The concept of snapshots is not something new; it's been around for a while. However only within recent years has it manifested in a way that is more useful to a wider spectrum of users and Operating Systems. In the past snapshots were just glorified copies of data, taking up expensive amounts of disk space. They were often equivalent to the delta in file changes, smaller if compression was used. It also would cause performance hits to the system as increased disk I/O always does.
The forms of snapshots that make the most sense are at the block level using pointers. This is much more intelligent than full copies of the data set (files). You do not need to be a file system expert to understand the benefits here. A file is a just a set of blocks (of fixed or variable size). These blocks are what contain the binary bits that describe the data in the file, everything from the file header to the bad grammar in your blog posts, and your pirated media. Everything that is stored on your computers permanent storage systems are boiled down to blocks. (Queue the Lego analogy)

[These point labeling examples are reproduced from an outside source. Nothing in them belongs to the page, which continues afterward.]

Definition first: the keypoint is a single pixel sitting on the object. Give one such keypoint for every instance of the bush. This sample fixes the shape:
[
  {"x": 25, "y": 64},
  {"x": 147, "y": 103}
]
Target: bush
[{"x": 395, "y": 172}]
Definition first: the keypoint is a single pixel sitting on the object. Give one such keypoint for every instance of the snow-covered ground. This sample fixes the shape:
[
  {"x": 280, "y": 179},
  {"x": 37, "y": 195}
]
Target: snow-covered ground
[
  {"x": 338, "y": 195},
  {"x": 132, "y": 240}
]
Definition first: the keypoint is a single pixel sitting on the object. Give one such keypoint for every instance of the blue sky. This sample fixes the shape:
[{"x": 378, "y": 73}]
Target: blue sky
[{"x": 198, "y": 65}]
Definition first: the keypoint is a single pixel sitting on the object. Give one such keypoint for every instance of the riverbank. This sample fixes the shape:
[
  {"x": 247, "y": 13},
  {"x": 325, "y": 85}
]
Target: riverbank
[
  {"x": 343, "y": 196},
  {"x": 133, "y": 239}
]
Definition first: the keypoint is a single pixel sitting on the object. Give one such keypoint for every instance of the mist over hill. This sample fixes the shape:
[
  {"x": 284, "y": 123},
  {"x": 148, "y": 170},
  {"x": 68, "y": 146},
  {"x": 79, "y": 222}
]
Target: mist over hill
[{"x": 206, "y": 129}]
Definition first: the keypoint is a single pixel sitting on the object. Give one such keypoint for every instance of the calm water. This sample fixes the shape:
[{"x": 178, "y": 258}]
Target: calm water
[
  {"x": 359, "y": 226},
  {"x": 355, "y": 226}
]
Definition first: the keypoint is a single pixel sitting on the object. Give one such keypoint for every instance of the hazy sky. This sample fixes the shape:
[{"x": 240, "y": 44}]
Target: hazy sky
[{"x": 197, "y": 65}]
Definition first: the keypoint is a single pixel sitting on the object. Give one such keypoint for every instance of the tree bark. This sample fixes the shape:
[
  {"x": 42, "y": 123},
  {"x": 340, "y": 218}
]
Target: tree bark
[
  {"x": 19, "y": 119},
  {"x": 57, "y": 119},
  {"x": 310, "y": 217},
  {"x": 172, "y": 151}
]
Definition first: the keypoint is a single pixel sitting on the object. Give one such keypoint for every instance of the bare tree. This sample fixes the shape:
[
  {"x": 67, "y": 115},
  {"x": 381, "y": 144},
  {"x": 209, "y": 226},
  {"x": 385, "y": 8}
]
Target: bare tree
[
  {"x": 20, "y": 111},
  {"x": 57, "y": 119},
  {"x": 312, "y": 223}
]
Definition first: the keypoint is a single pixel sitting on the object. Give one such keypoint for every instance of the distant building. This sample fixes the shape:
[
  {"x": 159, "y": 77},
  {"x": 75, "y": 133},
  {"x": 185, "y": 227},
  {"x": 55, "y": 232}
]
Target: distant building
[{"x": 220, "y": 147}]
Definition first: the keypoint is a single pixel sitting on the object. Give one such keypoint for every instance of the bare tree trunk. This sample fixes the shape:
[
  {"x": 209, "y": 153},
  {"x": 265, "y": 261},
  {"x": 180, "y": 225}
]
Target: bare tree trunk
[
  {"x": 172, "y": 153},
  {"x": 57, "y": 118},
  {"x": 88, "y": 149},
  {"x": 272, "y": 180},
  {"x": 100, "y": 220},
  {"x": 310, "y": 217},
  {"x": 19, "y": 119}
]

If you have ever programmed and used pointers this will be a familiar concept. I will use the cliché blocks and arrows method to explain the concepts of pointer based snapshots
Ok so let's say we wrote a file creatively called ‘file 1' onto an empty file system. The file is unrealistically only made of 3 blocks of fixed size for the sake of simplicity. Ok then let's take a snapshot.
As you can see we have taken a snapshot because the blocks are now blue and I have labeled it ‘snapshot 1'. So what does this mean? Well other then the fact that I changed the block color it means that that there is now a file system object that points to blocks A, B, and C. Those blocks can no longer be deleted or marked as free space. The reason for this is if I modified or deleted one of these 3 blocks my snapshot would no longer work. One very important note is that currently ‘Snapshot 1' does not take up any disk space; this is because the snapshot of the file system and the current state of the file system are equal. Just to clarify if I have a file system with 150GB of data and I take a snapshot, that snapshot references 150GB of data but does not take up any additional disk space...yet.
Ok now the next step is to do something obvious, like modify that file.
Alright now ‘File 1' has been modified. The modifications removed block B and added block D. Now a few things have just happened regarding "snapshot 1". It is now taking up disk space. More specifically it is taking up the disk space equivalent to the size of block B. ‘Snapshot 1' still references blocks A, B, and C of ‘File 1' before we made our modification. However the active file system now looks like this.
Currently we have a file system with one file and one snapshot. The disk space that is used up is that of blocks A, B, C, and D. Even though block B is not part of the active file, it is referenced by ‘snapshot 1' and therefore cannot be marked as free space. We can now rollback ‘File 1' to how it looked in ‘snapshot 1'. Block B will then be restored as active and block D will no longer be referenced and will be marked as free disk space (Unless you have created a snapshot after we modified ‘file 1' in which case that snapshot would now be taking up equivalent disk space as block D).
This might sound like snapshots will take up a lot of disk space, but that is not necessarily true. You just need to look at your storage usage. How much new data is being generated? How much of it is being modified and at what rate are these things happening? Answering those questions will help you set retention policies on how many snapshots you should keep. Keep in mind that snapshots happen at the file system level and not on per folder or per file basis.
Real world examples are fun for the whole family.
Recently I upgraded my laptop to Windows 7 and joined it to a Windows 2003 Domain. Well I inadvertently logged in when the computer was in the wrong OU and therefore the wrong folder redirection policy was applied. Somehow the actions of my own doing and Window's sync tool caused all of my documents and application data stored on our file server to be wiped out. I didn't notice this till the next day. Normally it would be an ‘OMG WTF!!??' generating event. Thankfully I built our file server with Solaris using ZFS. Every user has their own file system where their data is redirected via AD group policy. Using a simple CRON job I have all user data snapshoted every hour (retained for 24 hours) and then at midnight every day (retained for 30 days). Moral of the story is that two commands and 15 seconds later it was as if it never happened.